“不会再听了,对它的喜欢全部用完,就没了。”
令冉解开安全带,趴伏到陈雪榆身上,跟他接吻。这个动作来得太突然,陈雪榆反应了一下,他不习惯这样,大白天在外面,好像四面八方都有眼睛。
没有眼睛,只有一座庙、绿的植被、蝉鸣。
她上来就吻得很动情,吸吮他的脖子,特别用力。
陈雪榆抓住她肩膀,往后退:“晚上好吗?”令冉便不动了,“你不想是吗?”
“不是,”陈雪榆分了分她乱掉的头发,挂到耳后,“太亮了,还是在外面,被人看到不好。”
“怕被熟人看到?”
“任何人看到都不好。”
“我以为你要说这是佛门重地,佛祖会生气,觉得我们不尊重他。”她摸摸他好看的眉骨,活的,有形状的,真好,他不是死人。
“我偏不尊重他,叫他生生气。”
陈雪榆几乎要笑了,他无意识地亲了亲她额头,亲了两下,又亲两下。令冉心里觉得异样,抬眼看他,他也看向她,两人默契地没说话。

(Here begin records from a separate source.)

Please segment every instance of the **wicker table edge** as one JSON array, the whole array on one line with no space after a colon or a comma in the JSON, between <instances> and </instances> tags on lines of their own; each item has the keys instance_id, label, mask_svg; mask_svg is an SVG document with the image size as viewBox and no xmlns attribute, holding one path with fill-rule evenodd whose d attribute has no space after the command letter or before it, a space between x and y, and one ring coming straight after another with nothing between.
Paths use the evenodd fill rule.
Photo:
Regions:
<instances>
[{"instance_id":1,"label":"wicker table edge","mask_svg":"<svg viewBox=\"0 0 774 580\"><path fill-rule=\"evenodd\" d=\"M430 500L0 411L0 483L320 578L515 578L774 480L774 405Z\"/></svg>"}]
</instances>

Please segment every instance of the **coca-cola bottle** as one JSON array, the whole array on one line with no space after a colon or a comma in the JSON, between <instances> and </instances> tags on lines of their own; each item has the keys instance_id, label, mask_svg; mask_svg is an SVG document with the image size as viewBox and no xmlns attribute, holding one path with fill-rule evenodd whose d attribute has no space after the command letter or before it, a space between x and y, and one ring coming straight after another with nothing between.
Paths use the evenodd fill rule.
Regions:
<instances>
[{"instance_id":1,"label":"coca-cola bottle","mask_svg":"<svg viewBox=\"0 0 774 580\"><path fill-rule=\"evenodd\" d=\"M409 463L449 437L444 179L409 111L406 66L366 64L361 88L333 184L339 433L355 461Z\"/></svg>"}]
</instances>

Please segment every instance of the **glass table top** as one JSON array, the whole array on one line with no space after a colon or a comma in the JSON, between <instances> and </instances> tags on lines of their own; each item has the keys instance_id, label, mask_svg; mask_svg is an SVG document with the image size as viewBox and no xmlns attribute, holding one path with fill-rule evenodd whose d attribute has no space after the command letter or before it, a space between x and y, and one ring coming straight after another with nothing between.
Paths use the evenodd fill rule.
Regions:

陈雪榆忽然往外环顾:“我跟师傅打个招呼,全程陪着你。”
“不用人陪。”
“你不懂,白天一个人来这种没什么人的地方也可能有危险。”
“夜里来呢?”
她的手滑到他脸庞,感觉真好,皮肤的弹性实感就在手底,陈雪榆只能捉住她手腕:“夜里我们在家,哪儿都不去。”
家是个能隔绝其他人类的地方。
他掏出手机给里面的人打了个电话,和尚也用手机,和尚吃肉、喝酒,跟女人睡觉,什么事都做,这叫花和尚。可见佛祖不生气,佛祖管你要干嘛,爱干嘛干嘛,他就只管坐那儿,一坐上千年。
令冉都想当佛祖了。
她等陈雪榆走后,在一个老师傅的陪同下来祭拜。有人给妈妈奉了香火,这倒奇怪,除了她跟陈雪榆,还有谁知道?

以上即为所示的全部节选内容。